Silent errors can be difficult to anticipate. If we try to run our program from another directory with the -a flag, we don’t see any errors, but it also doesn’t do anything. This is because when we do the -a flag here, there are no .csv files in the directory, so our filenames variable is empty. Let’s add a check to ensure there are files to plot.

import sys
import glob
import pandas
# we need to import part of matplotlib
# because we are no longer in a notebook
import matplotlib.pyplot as plt

# make sure additional arguments or flags have
# been provided by the user
if len(sys.argv) == 1:
    # why the program will not continue
    print("Not enough arguments have been provided")
    # how this can be corrected
    print("Usage: python gdp_plots.py < filenames >")
    print("Options:")
    print("-a : plot all gdp data sets in current directory")
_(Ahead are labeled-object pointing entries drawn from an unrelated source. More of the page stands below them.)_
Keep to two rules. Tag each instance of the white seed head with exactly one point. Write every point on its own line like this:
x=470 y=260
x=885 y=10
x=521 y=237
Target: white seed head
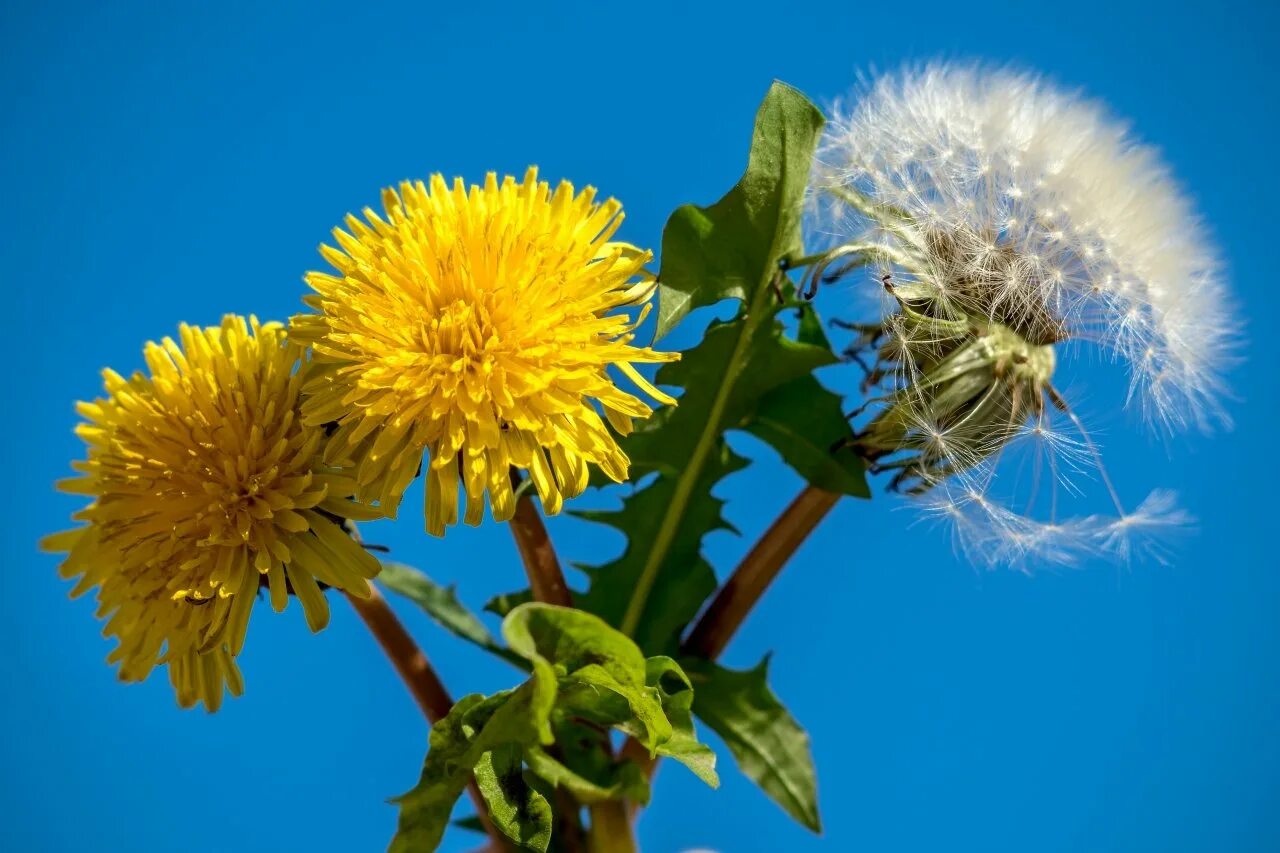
x=1006 y=218
x=1054 y=206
# check for -a flag in arguments
if "-a" in sys.argv:
    filenames = glob.glob("data/*gdp*.csv")
    # check if no files were found and print message.
    if filenames == []:
        # file list is empty (no files found)
        print("No files found in this folder.")
        print("Make sure data is located in current directory.")
else:
    filenames = sys.argv[1:]

for filename in filenames:

    # load data and transpose so that country names are
    # the columns and their gdp data becomes the rows
    data = pandas.read_csv(filename, index_col = 'country').T

    # create a plot of the transposed data
    ax = data.plot(title = filename)

    # set some plot attributes
    ax.set_xlabel("Year")
    ax.set_ylabel("GDP Per Capita")
    # set the x locations and labels
    ax.set_xticks(range(len(data.index)))
    ax.set_xticklabels(data.index, rotation = 45)

    # save the plot with a unique file name
    split_name = filename.split('.')
    save_name = split_name[0] + '.png'
    plt.savefig(save_name)

Now if someone runs this program in a directory with no valid datafiles, a message appears.

Update the Repository

We’ve just made another successful change to our repository. Let’s add a commit to the repo.

$ git add gdp_plots.py
$ git commit -m "Handling case if no files present in directory"

Key Points

  • Avoid silent failures.

  • Avoid esoteric output when a program fails.

  • Add checkpoints in code to check for common failures.